Commentary

Did Unilever's Keith Weed Just Make Nice With Facebook And Google?

What a difference a month makes. In February Unilever’s chief marketer, Keith Weed, was in America warning that the FMCG giant was still pushing for greater transparency in the digital advertising supply chain.

It was there that he threw in the sentence that got everyone's attention. The FMCG giant would no longer consider working with platforms that breed division and hatred.

It was a major speech that got picked up by news outlets around the world. Here was, arguably, Britain’s most famous marketer telling Facebook and Google that he had them in his sights. If division around extremism, hate and sexism continued, Unilever’s advertising would be withdrawn.

Interesting, then, that a month later a Campaign reporter finds himself at a table with Keith Weed unravelling what it all meant.

It turns out that Weed isn’t calling for a boycott, such as we saw last year against Google. He tells Campaign he truly thinks the social media giants clearly want to make the world a better place. Unsavoury content is a sign that they’re not there yet and that, in fact, they have reached a different destination rather than where they thought they were going.

Will they reorient themselves? Well, yes, Weed claims they are trying to -- and there’s no need for draconian action from politicians because lawmakers can’t move as fast as the tech giants can themselves.

Unilever rethink?

Don’t know about you but that sounds like quite a turnaround from the bold words of just a month ago?
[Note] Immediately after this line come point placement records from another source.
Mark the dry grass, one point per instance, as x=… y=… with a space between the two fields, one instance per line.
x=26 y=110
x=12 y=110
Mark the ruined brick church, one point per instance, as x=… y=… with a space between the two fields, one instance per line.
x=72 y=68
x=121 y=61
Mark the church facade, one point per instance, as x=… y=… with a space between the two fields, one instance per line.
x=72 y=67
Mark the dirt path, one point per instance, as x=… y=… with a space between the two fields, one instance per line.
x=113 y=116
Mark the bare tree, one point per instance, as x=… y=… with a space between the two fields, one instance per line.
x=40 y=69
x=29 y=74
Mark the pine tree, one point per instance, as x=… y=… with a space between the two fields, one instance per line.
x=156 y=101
When the Campaign reporter specifically pushed Weed on the subject of whether he had been threatening Google and Facebook, Weed refers to his words as offering "genuine encouragement."

He also used today's interview to placate adland that the halving of its agency roster is now done and there are no immediate plans to keep the cuts going. The idea that content would work harder for longer is still alive and well with Unilever producing 30% fewer content assets. In other words, fewer agencies are producing fewer ads that run for longer and are reappropriated for different markets. 

But the cutting is mostly over, and what looked like a thinly veiled threat to pull advertising from the tech giants is no longer there.

You may want to look at this in a couple of ways. Either the headline ran away with itself and made it sound like Weed was calling out Facebook and Google, or he was indeed reading the riot act to the tech giants and has since decided to smooth things down. 

I think it's really rather revealing that the Campaign reporter points out they were invited to speak to Keith Weed, a guy who is very hard to secure time with. Perhaps not backtracking, then, but there certainly seems to be a sense of Weed taking the sting out of what he had to say last month, or at least how it was perceived.